William Estrada was inking the silk screen in front of him in the Chicago Teachers Union (CTU) hall, but he was thinking about what he wouldn’t see when he was back in his classroom on Monday.
“Teachers and parents have to fight for very simple things that we shouldn’t have to fight for, like materials or chairs and tables,” he said, speaking of one of the everyday challenges at schools like Telpochcalli Elementary School on the city’s Southwest Side.
Estrada teaches visual arts to classes as large as 36 students, and he doesn’t have enough chairs to go around, much less supplies. “The chairs that we have in my classroom, we actually got them out of storage from other schools that closed down because we didn’t have enough money to buy them ourselves,” he says. “We want to make sure we’re given the resources that we need in order for us to do our job and to support the students and the needs that they have.”
Estrada was making silk-screened signs with the slogan “Educators, students, and parents united” at an “art build” held by the CTU and Service Employees International Union (SEIU) Local 73 to produce banners and signs as their contract battle with Chicago Public Schools (CPS) comes to a head. The two unions have set a strike date of October 17 that could put 35,000 workers on the picket line.
The slogans on the banners draped across tables and taped to walls testified to the unions’ determination that this contract battle not be about wages and benefits alone but getting what the CTU has been insisting on since its historic 2012 strike: “The schools Chicago students deserve.”
Delphine Hill paused from painting that very slogan on a street-size banner to talk about another all-too-typical problem at Bouchet Academy, where she is in her 29th year as a teacher’s assistant. Students at the South Side elementary school come in suffering the effects of trauma and violence, but “they have to wait days or weeks to see a social worker,” she said. “That’s why we need a social worker in every school, five days a week. And a nurse assigned to every school.”
The CPS is woefully understaffed in these positions. Barely one in five schools has a librarian, for example, and the shortage is mostly on the South and West Sides in predominantly black and Latino neighborhoods.

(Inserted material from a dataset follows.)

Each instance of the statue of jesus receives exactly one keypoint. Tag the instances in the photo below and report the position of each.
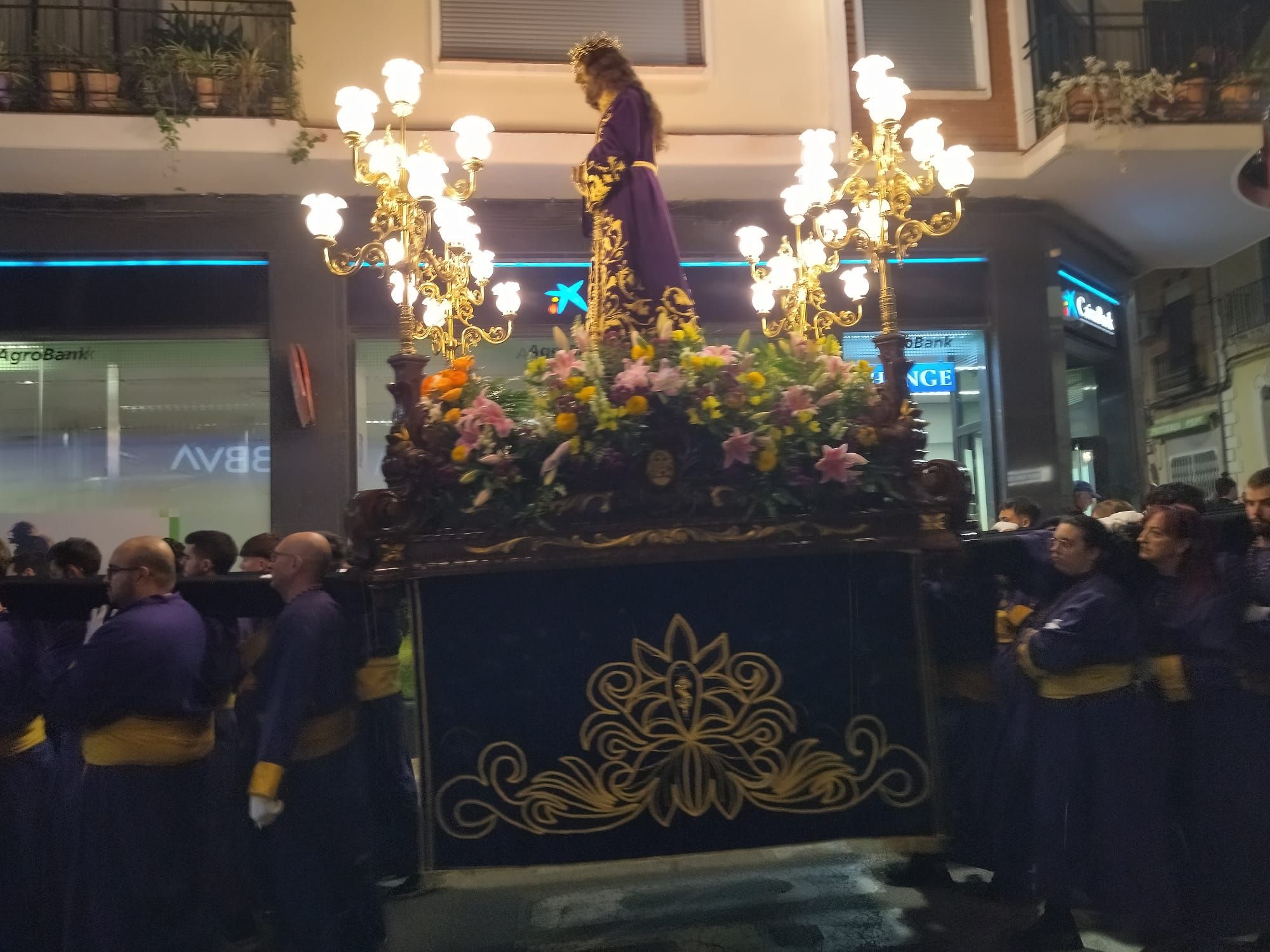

The CTU wants a commitment to adequate staffing written into the contract, along with enforceable caps on class sizes.
Chicago’s new mayor, Lori Lightfoot, ran for election on a promise of transforming public schools, including hiring hundreds of people for support staff positions. But she and school officials say they won’t put their promises in writing—because they don’t have to. A 1995 state law that put the CPS under mayoral control places draconian restrictions on what public school unions in Chicago, unlike every other school district in the state, can negotiate beyond pay and benefits.
The union members at the art build would tell you salaries are an important issue—and the CPS’s offer not quite as generous as Lightfoot makes out—especially for lower-paid paraprofessionals like Maurice Brownridge, a special-education classroom assistant at Cassell Elementary School on the far Southwest Side. He is a member of SEIU Local 73, which points out that the average yearly salary of the special-education classroom assistants it represents barely reaches the level classified by the US Department of Housing and Urban Development as “very low income” for a family of two in the Chicago area.
“Will I keep doing this job?” Brownridge said as he finished up a banner painted in SEIU purple. “I love working with kids. But can I afford to keep doing this?” Still, he said, “we’re fighting not just for more pay but for the students and just for respect.”
Respect was on the mind of Kitty Conte as she put the final touches on a placard—this one featuring her version of the famous image of a school of little fish united to go after a big fish that she labeled “Lori.” Like other CTU members, Conte, a 27-year visual arts teacher at Ravenswood Elementary School was angry about the city’s proposal to take away prep time, a hard-won achievement of the 2012 strike.
Conte ticked off the tasks that take over her prep periods and lunchtime, too, saying, “We e-mail parents. We plan field trips. We wash paintbrushes. We grade papers. We clean up after kids. We deal with social and emotional issues for kids who need our help outside of classroom time. That’s where I spend most of my time—with students who need a safe space because playground’s not fun for them. So they’ll be in my room doing art or whatever. And I’m fine with that. But you start to count the number of hours you’re doing stuff like that, and then you think, ‘Why would they take prep away from us?’ I mean, I’m here at midnight hanging artwork for a show. I don’t understand why they have such distrust in us.”
Tsolkeyah Dixon, a special-education teacher at Hyde Park Academy High School on the South Side, was wondering what happened to the mayoral candidate who said she was “going to see to it that these things change, but now it seems like, ‘Whoa, not so fast, not just yet.’”
Dixon was helping to paint the CTU’s logo, side by side with the SEIU’s, on another giant banner. “Help us help those students,” she said, summarizing the unions’ appeal to the mayor. “I don’t think that’s too much to ask for. Ms. Lightfoot had wonderful teachers in her life. She’s able to be in the position she is now because of teachers, because somebody believed in her and supported her. That’s the same thing that CTU teachers are asking for every other student.”